You have an RGB conversion of that raster via a render. Colors were assigned to each class and the color, not the class, is stored in the RGB raster. Instead of a single cell with a value of 15, there is now one cell in each of the three bands representing the amount of color from that band. 255 R, 0 G, 0 B combined become a red pixel. To get back to the single band raster you have to merge all three bands. Unfortunately with RGB, you can't simply add them together and get the true unique value. 255, 0, 0
(red) and 0, 0, 255
(blue) both sum to 255. If converting to grayscale you could take the average of the three values and get a mean value to use as a brightness, but in this case you need the unique category colors and a legend that tells you what class each color is.
Warning: Always make a backup copy before processing a raster in case something goes wrong.
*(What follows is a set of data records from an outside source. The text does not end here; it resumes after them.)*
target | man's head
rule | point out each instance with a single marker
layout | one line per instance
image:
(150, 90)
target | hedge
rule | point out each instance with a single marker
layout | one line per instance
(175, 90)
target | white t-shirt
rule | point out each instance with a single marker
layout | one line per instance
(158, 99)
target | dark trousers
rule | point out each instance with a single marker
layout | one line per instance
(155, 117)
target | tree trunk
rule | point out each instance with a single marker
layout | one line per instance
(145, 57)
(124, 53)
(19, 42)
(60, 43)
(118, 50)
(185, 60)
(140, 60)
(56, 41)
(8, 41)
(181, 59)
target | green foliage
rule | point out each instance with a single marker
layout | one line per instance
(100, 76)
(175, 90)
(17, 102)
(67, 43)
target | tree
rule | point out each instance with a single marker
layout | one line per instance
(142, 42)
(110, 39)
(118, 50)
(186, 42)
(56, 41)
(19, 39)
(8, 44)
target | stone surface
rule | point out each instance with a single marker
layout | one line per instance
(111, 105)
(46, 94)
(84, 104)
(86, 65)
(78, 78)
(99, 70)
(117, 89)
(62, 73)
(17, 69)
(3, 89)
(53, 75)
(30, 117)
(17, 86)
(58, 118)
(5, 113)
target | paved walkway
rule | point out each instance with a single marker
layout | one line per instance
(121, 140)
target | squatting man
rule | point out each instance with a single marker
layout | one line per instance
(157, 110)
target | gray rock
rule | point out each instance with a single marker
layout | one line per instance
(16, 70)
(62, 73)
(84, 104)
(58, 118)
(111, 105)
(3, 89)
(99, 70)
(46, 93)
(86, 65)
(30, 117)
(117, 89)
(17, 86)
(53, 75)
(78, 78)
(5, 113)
There are two potential problems with your raster in any of the following solutions. First, if there are borders of a different color between the land cover classes in your RGB, those pixels will have their own unique color values that do not fall into a class. Second, if the RGB is of a format that allows and was saved with lossy compression (such as a jpg) there may be severe value artifacts at the borders between classes. For example three pixels that appear red (255, 0, 0
) actually come out to be 254, 2, 0
, 255, 10, 1
, or 253, 0, 0
(this is particularly important in the second method below). Where significantly different colors meet you could get completely different color values - for example purple pixels near red/blue boundaries. This would require extensive cleanup or other methods not covered by this answer.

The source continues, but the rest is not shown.